The appellate coruts for the first and third districts have ruled in People v. Reese (1976), 37 Ill. App. 3d 820, 347 N.E.2d 451, and People v. Peach (1976), 39 Ill. App. 3d 757, 350 N.E.2d 583, respectively, that under these circumstances a defendant is entitled as a matter of right to credit upon the sentence. In Peach, the corut stated that any interpretation of the present provision of section 5 — 6—4(h) which would deny credit would give the provision an ex post facto effect. On the other hand, the appellate court for the second district stated dictum to the contrary in People v. Houston (1975), 27 Ill. App. 3d 834, 327 N.E.2d 314. In People v. Johnson (1975), 25 Ill. App. 3d 503, 323 N.E.2d 539, where the original conviction and probation revocation had occurred before January 1, 1973, and where following an appeal, the case was remanded for sentencing after July 1, 1974, the appellate court for the first district ruled that upon resentence, the granting of credit for the first time served on probation was a matter of discretion for the sentencing court.

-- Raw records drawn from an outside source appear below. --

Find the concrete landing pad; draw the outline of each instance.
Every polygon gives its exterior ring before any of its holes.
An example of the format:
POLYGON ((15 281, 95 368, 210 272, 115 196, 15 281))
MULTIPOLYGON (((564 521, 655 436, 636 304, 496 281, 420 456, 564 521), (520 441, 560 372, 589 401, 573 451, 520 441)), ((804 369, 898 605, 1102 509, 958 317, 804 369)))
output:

We deem analogy to the ruling in People v. Williams (1975), 60 Ill. 2d 1, 17, 322 N.E.2d 819, 828, to control our ruling here. There, prior to January 1, 1973, a defendant was given a sentence consecutive to a sentence in another case. The minimum sentence conformed to the law in force when given. On January 1, 1973, while the case was on appeal, section 5 — 8—4(c) of the Unified Code of Corrections (Ill. Rev. Stat. 1972 Supp., ch. 38, par. 1005 — 8—4(c)) became effective and provided, “The aggregate minimum period of consecutive sentences shall not exceed twice the lowest minimum authorized under Section 5 — 8—1 for the most serious felony involved.” The minimum sentence imposed was excessive by that standard. Prior to the determination of the case in the supreme corut, section 5 — 8—4(c) was amended. The sentence that had been imposed was within the limits of that section as amended. The court held, however, that the defendant was entitled “to the benefit of the more favorable intervening statute” and remanded for a new sentence. In the instant case, the more favorable intervening statute in effect from January 1, 1973, to July 1, 1974, mandated credit upon resentencing for the time served on probation. Defendant here was entitled to that credit.

We affirm the order revoking probation and the portion of the sentence ordering the defendant imprisoned for a term of 2 to 7 years. We reverse *113the portion of the sentence denying defendant credit for time served on probation and remand to the trial court for issuance of an amended mittimus conforming with this opinion.

Affirmed in part, reversed in part, and remanded with directions.

CRAVEN, P. J., and SIMKINS, J., concur.